Vice President Joe Biden recently said that President Obama could use executive orders to advance gun control measures. Nancy Pelosi and Harry Reid have both said they would support President Obama if he overrode the debt ceiling by executive order.
Should this be cause for concern? Absolutely. It goes against the basic founding principles of the US Constitution. Our founding fathers separated legislative, executive, and judicial power into three separate branches of government to make it harder for one man to abuse power. The legislative branch (Congress) has the power to write the law, the executive branch has the power to enforce the law as written by Congress, and the judicial branch has the power to interpret the law. The president does not have the power to change laws without Congressional approval, and that is by design.

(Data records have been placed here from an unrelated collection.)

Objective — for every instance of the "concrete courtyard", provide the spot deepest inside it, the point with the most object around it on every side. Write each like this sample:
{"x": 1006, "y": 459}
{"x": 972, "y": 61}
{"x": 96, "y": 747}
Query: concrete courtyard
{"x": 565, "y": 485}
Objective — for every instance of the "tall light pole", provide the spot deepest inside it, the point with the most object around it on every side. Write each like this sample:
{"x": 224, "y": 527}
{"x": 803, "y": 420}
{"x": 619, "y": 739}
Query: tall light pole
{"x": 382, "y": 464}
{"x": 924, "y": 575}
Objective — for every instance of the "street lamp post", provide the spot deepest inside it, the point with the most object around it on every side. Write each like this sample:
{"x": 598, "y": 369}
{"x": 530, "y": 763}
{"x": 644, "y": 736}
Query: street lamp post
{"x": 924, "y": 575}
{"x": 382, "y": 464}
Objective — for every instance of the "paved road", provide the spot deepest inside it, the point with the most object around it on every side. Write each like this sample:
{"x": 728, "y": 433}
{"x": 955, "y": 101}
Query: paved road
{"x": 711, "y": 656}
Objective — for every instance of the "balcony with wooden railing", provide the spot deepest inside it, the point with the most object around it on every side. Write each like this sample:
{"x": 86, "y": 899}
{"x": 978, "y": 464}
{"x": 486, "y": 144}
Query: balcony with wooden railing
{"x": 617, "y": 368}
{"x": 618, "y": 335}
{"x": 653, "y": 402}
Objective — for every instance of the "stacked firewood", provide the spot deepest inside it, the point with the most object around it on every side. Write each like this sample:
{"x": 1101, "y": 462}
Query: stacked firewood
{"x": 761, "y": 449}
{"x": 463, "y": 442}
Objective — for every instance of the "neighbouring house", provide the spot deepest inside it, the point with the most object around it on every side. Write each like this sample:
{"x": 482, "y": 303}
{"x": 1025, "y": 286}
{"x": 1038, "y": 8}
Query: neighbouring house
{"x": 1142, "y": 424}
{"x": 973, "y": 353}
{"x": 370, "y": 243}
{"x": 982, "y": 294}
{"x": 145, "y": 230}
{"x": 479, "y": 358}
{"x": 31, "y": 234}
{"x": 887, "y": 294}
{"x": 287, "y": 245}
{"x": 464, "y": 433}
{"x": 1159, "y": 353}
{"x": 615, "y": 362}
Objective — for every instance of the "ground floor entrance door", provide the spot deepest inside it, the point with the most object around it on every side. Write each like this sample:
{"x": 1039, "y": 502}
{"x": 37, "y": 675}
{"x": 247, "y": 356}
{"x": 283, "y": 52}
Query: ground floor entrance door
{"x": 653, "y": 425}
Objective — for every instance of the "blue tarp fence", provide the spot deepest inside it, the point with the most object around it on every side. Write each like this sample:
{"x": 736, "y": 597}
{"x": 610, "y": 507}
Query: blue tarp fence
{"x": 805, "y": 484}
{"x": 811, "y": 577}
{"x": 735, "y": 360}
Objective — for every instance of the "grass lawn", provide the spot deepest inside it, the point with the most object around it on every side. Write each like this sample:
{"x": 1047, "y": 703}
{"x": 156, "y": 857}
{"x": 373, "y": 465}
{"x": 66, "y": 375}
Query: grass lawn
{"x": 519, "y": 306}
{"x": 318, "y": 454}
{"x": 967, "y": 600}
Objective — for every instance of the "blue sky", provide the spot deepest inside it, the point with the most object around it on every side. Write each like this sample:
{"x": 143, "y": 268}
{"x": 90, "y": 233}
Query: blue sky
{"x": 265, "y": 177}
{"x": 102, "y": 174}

Giving that much power to one man would be a mistake that would threaten the personal liberty of every American, which is why the Constitution does not allow it.
President Obama has consistently flouted the limitations placed on his office by the Constitution with illegal “recess” appointments when Congress is in session, failing to get Congressional authorization for the military action in Libya, effectively implementing the DREAM Act by executive order even though it failed to pass Congress. Obama thinks that if Congress won’t give him what he wants, he has the power to make the law himself.
The truly disturbing thing about all of this, however, is that President Obama did not come up with this idea. The abuse of executive power is a long and bipartisan tradition. President Bush authorized illegal warrantless NSA surveillance by executive order. FDR made illegal seizures of gold and illegally interned Japanese Americans in camps by executive order. In 1952, The Supreme Court ruled in Youngstown Sheet & Tube Co. v. Sawyer that presidents cannot use executive power except where authorized by the Constitution or by legislation passed by Congress because of overreaches made by President Truman in dealing with a steel strike. The fact that presidents of both parties have abused their power by executive order, however, does not make Obama’s choice to do so right, legal, or constitutional.
Right now Republicans cry foul over Obama’s overreaching of executive power; when there is a Republican in the White House the Democrats do the same. What is needed isn’t more partisan bickering but a commitment to the basic principles of our Constitution. There is a separation of powers. Presidents don’t get to dictate the law. When Congress doesn’t give a president what he wants, he has the right to take his case to the public and try to get them to influence their legislators. He does not have the right to circumvent the Constitution by making his own laws with the stroke of a pen.